The commodity traders are said to be assisting the prosecutors in their investigations.
Gunvor,
 the fifth-largest independent oil trader, said it was notified in June 
by Switzerland’s attorney general that it was assisting a probe by the 
Economic and Financial Crimes Commission of fraud involving local fuel 
importers, according to a report by Bloomberg.
“The
 Swiss authorities have requested from Gunvor assistance in gaining 
understanding about product trading in Nigeria,” Seth Pietras, a 
Geneva-based spokesman for the commodity trader, said in an e-mailed 
response to questions.
Nigeria, 
Africa’s largest crude producer, subsidises local companies to import 
about 70 per cent of the nation’s petrol, diesel and other petroleum 
products as aging and inefficient refineries cannot meet demand.
Fraudulent
 payments related to subsidised fuel imports are estimated to cost the 
continent’s biggest economy as much as $7bn a year, according to a 2012 
report by the National Assembly.
The Swiss arm of the investigation is being handled by the Geneva prosecutor’s office, said a spokesman, Henri Della Casa.

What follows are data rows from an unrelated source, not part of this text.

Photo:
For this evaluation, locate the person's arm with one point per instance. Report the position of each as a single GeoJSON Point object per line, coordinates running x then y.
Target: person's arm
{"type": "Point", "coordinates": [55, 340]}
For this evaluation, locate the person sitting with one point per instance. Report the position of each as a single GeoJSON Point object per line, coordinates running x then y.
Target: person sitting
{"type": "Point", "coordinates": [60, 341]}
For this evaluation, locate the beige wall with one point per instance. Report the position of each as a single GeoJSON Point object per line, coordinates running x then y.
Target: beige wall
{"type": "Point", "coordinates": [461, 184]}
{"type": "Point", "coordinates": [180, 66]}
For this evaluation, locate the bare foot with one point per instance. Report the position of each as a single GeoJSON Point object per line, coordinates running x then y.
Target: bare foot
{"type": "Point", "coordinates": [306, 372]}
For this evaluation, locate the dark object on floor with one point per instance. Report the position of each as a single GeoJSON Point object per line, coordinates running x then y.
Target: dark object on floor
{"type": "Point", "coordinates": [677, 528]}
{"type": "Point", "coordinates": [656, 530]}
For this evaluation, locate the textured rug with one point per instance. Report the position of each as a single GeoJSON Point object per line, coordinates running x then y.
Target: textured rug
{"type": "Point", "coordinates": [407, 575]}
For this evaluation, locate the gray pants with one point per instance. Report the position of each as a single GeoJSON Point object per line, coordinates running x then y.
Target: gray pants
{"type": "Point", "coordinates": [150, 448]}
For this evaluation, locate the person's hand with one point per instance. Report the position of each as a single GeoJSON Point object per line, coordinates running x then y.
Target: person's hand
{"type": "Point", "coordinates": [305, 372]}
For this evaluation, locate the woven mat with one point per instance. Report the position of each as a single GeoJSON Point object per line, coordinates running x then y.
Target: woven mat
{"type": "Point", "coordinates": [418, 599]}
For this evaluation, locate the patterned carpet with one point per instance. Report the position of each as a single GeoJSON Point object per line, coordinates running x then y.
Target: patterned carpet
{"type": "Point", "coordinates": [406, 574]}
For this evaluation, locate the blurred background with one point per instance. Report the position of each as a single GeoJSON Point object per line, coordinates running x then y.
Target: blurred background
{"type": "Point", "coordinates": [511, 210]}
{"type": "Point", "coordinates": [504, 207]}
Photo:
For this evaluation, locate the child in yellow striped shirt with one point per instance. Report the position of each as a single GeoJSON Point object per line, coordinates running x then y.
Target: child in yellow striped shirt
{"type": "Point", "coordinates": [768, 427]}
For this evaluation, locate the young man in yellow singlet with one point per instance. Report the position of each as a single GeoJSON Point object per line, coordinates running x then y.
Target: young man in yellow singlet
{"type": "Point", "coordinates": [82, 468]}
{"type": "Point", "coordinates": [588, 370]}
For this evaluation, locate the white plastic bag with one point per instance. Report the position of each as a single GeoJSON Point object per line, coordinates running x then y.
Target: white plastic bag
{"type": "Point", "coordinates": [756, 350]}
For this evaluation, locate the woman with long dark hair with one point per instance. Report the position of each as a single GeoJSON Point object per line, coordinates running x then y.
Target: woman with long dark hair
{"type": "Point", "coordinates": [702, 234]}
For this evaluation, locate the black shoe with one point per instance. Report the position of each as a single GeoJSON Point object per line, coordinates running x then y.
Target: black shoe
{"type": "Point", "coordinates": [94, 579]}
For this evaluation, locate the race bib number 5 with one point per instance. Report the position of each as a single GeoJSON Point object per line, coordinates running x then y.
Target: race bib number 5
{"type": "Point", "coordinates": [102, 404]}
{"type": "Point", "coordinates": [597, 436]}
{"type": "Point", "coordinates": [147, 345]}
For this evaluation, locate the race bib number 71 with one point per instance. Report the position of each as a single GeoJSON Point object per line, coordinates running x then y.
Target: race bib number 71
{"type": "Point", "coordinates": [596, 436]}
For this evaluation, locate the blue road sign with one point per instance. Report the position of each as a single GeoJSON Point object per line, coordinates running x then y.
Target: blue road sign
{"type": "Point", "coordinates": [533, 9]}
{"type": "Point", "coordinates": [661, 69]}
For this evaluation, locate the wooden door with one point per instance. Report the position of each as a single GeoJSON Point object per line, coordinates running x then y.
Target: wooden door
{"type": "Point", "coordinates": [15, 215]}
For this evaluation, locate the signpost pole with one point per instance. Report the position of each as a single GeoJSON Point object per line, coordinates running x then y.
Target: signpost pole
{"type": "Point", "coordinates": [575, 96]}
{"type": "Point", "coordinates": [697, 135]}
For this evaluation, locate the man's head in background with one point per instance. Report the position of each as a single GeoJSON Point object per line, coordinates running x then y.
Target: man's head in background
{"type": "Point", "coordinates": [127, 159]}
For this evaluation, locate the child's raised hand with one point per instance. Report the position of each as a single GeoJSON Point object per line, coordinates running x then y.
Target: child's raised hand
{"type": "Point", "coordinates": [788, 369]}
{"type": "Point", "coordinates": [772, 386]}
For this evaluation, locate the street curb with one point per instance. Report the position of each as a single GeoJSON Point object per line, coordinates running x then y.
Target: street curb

“The Geneva prosecutor has acknowledged Nigeria’s request for assistance and is moving forward with an investigation,” Bloomberg quoted Della Casa as saying by phone.
Vitol
 Group, the world’s largest oil trader, has also been contacted by Swiss
 authorities regarding product imports to Nigeria, according to a person
 with knowledge of the matter.
“Conversations
 with government authorities are confidential,” Fabian Gmuender, a 
spokesman for Amsterdam-registered Vitol, which has major trading 
operations in London and Geneva, said in an e-mailed statement, adding, 
“Vitol cooperates with all relevant authorities in all jurisdictions in 
which we operate.”
The system of 
fuel-import subsidies, which are supposed to be passed on to consumers, 
is opaque and rife with “endemic corruption,” according to the April 
2012 National Assembly report.
Two 
months later, President Goodluck Jonathan dismissed the head of Nigerian
 National Petroleum Corporation after the report said the state oil 
company, the country’s biggest fuel importer, received illegal subsidy 
payments.
Wilson Uwujaren, a spokesman for the EFCC, did not respond to phone calls and e-mails seeking comments.
Gunvor provided documentation to the Swiss prosecutor on the matter five months ago, said Pietras.
Cyprus-based
 Gunvor is “happy to comply,” said Pietras, adding that no raids had 
taken place at the trading house’s Geneva offices.